Désagrégation du pouvoir royal qui conduit à la disparition du pouvoir législatif. Le seigneur gagne en autorité. Puis reconquête de l'autorité par les capétiens. Les premiers capétiens, à la tête du royaume de France à partir du Xe siècle, n'ont pas le pouvoir de légiférer pour l'ensemble du royaume. Ils ne peuvent pas faire des textes de portée générale qui s'appliquent dans tout le royaume, leur autorité est limitée, et ils ne peuvent promulguer que des décisions locales appelées "Établissements" qui apparaissent au XIIe siècle. Contrairement aux coutumes locales, ces établissements introduisent de nouveaux éléments et sont destinés à s'appliquer dans tout le royaume. Réticence de la part des seigneurs, ils résistent souvent, estimant que le roi ne peut légiférer que pour le territoire de son domaine. Pour que les Établissements soient respectés dans d'autres seigneuries, le roi doit obtenir un accord des seigneurs. L'autorité totale du roi est reconnue surtout en périodes de guerre. A mesure du temps, ces actes législatifs (établissements) prennent divers dénominations pour cause de l'influence du droit romain (mandats, édits, constitutions, ordonnances).
Les fondements du pouvoir législatif du roi :
- Idée de ministère royal. Les capétiens sont seuls à protéger le royaume.
- Les capétiens ont vocations à s'occuper du commun profit ou de l'utilité publique.
- Les capétiens s'appuient sur le droit public romain
Le pouvoir législatif des Capétiens se renforce grâce à leur rôle de protecteur du bien commun, une idée soutenue par le droit romain. Ce droit inspire les rois qui justifient leur capacité à légiférer au nom de l'utilité publique et du 'commun profit'. Selon Beaumanoir, un juriste célèbre, le roi est souverain et ses établissements doivent être respectés partout, même s'ils modifient les coutumes existantes.

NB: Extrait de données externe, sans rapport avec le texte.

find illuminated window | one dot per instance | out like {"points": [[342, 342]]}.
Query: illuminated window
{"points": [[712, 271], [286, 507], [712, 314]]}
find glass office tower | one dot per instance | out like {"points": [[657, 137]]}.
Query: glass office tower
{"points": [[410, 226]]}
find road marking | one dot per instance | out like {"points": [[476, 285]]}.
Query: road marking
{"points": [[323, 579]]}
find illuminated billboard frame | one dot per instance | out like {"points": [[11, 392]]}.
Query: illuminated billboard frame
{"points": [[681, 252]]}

Bien que nécessitant initialement l'assentiment des seigneurs, avec le temps, les rois tendent vers l'absolutisme, s'affranchissant progressivement de ces contraintes.

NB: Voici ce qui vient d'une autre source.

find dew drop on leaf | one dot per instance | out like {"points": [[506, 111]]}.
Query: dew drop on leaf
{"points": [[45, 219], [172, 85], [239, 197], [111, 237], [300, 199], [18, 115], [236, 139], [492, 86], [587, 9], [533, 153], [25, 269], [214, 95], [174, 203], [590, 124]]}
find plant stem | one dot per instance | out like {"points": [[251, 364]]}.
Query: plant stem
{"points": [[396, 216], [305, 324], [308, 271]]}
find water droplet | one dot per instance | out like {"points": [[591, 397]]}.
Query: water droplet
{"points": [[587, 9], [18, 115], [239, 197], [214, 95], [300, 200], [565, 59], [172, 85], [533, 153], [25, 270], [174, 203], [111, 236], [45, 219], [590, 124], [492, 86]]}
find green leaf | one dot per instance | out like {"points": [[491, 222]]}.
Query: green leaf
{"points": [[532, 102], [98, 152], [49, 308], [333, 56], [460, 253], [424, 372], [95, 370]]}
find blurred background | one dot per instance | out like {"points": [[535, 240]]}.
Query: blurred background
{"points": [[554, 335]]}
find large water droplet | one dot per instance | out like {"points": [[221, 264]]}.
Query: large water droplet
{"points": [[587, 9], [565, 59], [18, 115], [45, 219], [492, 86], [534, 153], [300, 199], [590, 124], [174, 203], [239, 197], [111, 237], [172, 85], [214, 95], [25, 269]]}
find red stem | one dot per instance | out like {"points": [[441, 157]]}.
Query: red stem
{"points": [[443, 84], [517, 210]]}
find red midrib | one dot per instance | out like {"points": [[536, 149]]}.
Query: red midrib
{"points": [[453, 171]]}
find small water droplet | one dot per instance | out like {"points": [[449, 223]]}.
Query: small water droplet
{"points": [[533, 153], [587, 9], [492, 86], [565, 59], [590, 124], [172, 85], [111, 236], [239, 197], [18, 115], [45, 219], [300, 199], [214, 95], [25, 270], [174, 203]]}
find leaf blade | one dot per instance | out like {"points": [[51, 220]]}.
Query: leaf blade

Au cours des siècles, le pouvoir législatif du roi évolue, devenant moins dépendant de l'accord des vassaux. Au XIIIe siècle, l'accord majoritaire des vassaux suffit, et au XIVe siècle, les rois commencent à s'affranchir de ces consultations. Les États généraux, créés au XIVe siècle, permettent au roi de demander l'aide et le conseil de ses sujets éminents. Ils permettent au roi de demander des subsides mais aussi de l'aide à assurer la paix, rendre la justice, connaître les abus des administrateurs et les reformes souhaitables pour le royaume. Ces Etats généraux jouent un rôle important lorsque la royauté est en crise ou en situation de faiblesse. Ils servent à légitimer l'action royale et à obtenir un consentement large lors de crises ou de décisions importantes, mais perdent en influence à mesure que l'absolutisme monarchique se renforce. C'est ainsi qu'à partir de 1614, ils ne sont plus convoqués jusqu'à 1789 pour la Révolution française par Louis XVI.

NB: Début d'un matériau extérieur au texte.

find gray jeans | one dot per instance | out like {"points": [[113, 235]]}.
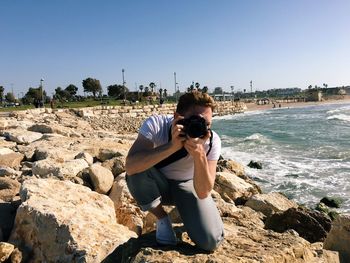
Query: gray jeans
{"points": [[201, 217]]}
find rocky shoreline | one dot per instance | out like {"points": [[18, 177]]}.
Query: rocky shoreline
{"points": [[63, 198]]}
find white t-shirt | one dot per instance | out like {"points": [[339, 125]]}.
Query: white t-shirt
{"points": [[156, 129]]}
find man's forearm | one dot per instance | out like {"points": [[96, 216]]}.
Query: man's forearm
{"points": [[143, 160]]}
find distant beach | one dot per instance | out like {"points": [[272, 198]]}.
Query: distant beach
{"points": [[254, 106]]}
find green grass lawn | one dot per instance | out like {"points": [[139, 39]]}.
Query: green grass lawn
{"points": [[74, 104]]}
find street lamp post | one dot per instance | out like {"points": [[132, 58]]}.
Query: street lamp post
{"points": [[42, 91], [175, 86], [124, 85], [232, 97]]}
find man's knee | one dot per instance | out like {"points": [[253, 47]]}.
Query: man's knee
{"points": [[209, 242]]}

Les lois royales concerne rarement le droit privé (car les populations sont attachées à leurs coutumes). Elles se concentrent essentiellement sur des domaines d'administration, de questions fiscales et commerciales, du droit pénal, militaires, et certains aspects du droit privé comme le droit de la famille. Les "ordonnances de réformation" visent spécifiquement à corriger les abus et injustices dans l'administration et la justice, préservant une version plus équitable et traditionnelle de ces institutions.